As the Nepal Rastra Bank (NRB) prepares the Monetary Policy for Fiscal Year 2026/27, banking experts and private sector representatives have called on the central bank to prioritize financial sector stability, reform credit classification rules and improve the management of non-banking assets to restore business confidence and stimulate economic activity.
Speaking at a discussion organized by the Society of Economic Journalists Nepal (SEJON), banking sector expert Anal Raj Bhattarai said Nepal’s economy is currently facing a structural challenge, with banks holding ample liquidity while demand for credit from the private sector remains weak.
“The upcoming monetary policy should focus on resolving structural problems in the banking sector rather than merely reducing or increasing interest rates,” Bhattarai said.
Nepal’s banking system has been grappling with persistent excess liquidity over the past few years as deposit growth has significantly outpaced loan expansion despite continuous cuts in interest rates. At the same time, commercial banks have witnessed a steady rise in non-banking assets as loan defaults continue to increase amid the prolonged economic slowdown.

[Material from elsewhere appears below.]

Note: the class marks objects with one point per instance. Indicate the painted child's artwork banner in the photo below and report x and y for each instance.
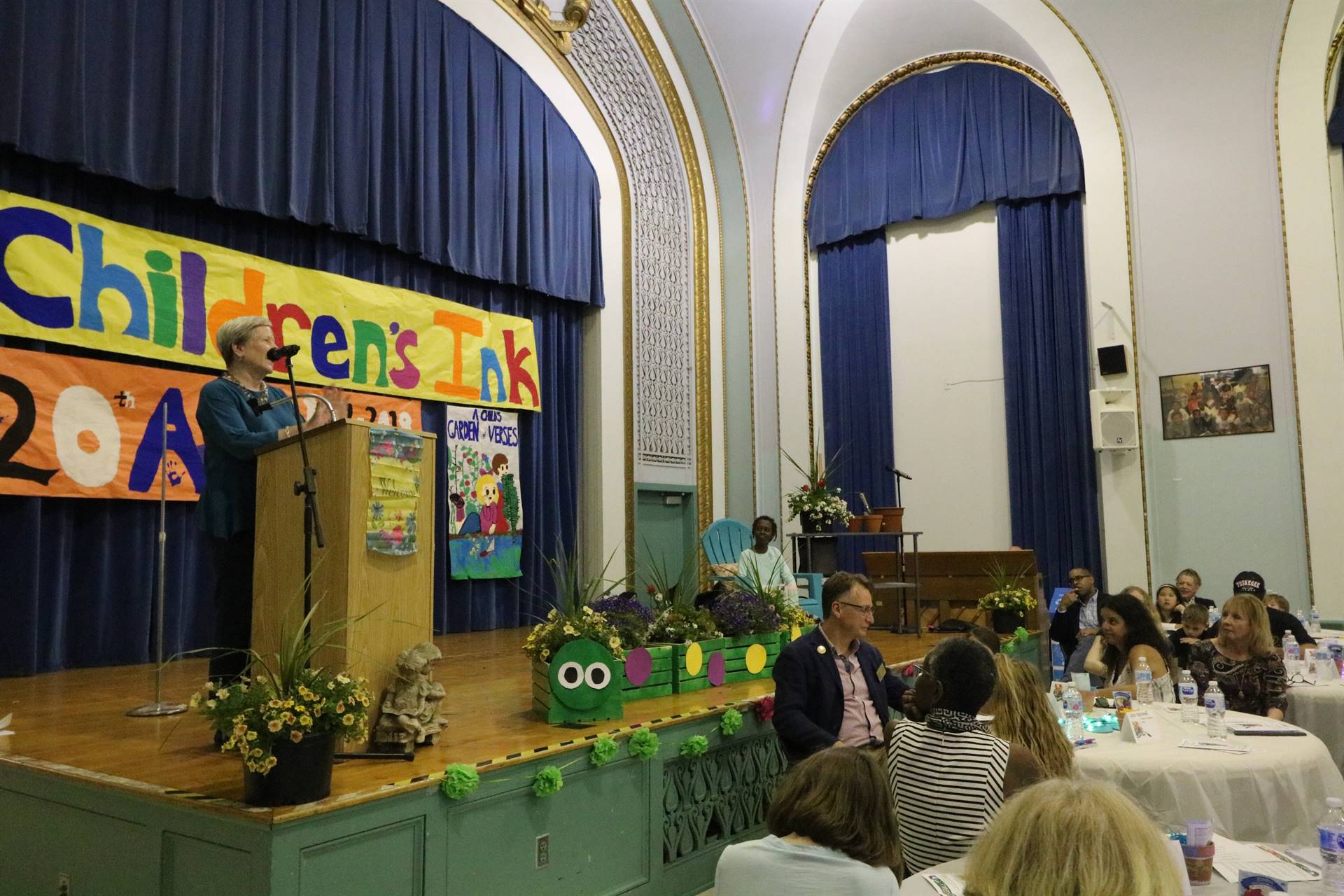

President of the Confederation of Banks and Financial Institutions Nepal (CBFIN), Prachanda Bahadur Shrestha, said even financially sound businesses have struggled to repay loans due to shrinking cash flows across various sectors of the economy. He stressed that the upcoming monetary policy should address the banking sector’s underlying challenges while maintaining a balance between financial stability and economic recovery.
Experts participating in the discussion also urged the central bank to adopt more practical and risk-based approaches to loan classification, provisioning requirements and the management of non-banking assets. They noted that several South Asian countries had introduced regulatory flexibility during periods of economic stress to support financial institutions and facilitate economic recovery.
Similarly, Santosh Koirala, President of the Nepal Bankers’ Association (NBA), called for a review of the existing non-performing asset (NPA) classification and loan-loss provisioning framework. He argued that the current requirement to maintain provisions of 5 percent within one month, 15 percent within three months, 50 percent within six months and 100 percent within one year places excessive pressure on both banks and borrowers.
Representing the private sector, Anand Bagaria, Executive Director of Nimbus, said the key issue facing businesses today is not the level of interest rates but the lack of policy stability and investor confidence.
“Entrepreneurs have invested even when lending rates were 13 to 14 percent. What concerns businesses more is policy uncertainty, which increases investment risks after projects have already begun,” Bagaria said.
Responding to the concerns, NRB Deputy Governor Kiran Pandit said the central bank’s upcoming monetary policy would seek to support the government’s economic growth objectives while safeguarding financial stability.
He added that emerging issues such as fintech, open banking, digital transaction monitoring and technology-related risk management would receive greater emphasis in the new monetary policy and regulatory framework as Nepal’s financial system continues to undergo rapid digital transformation.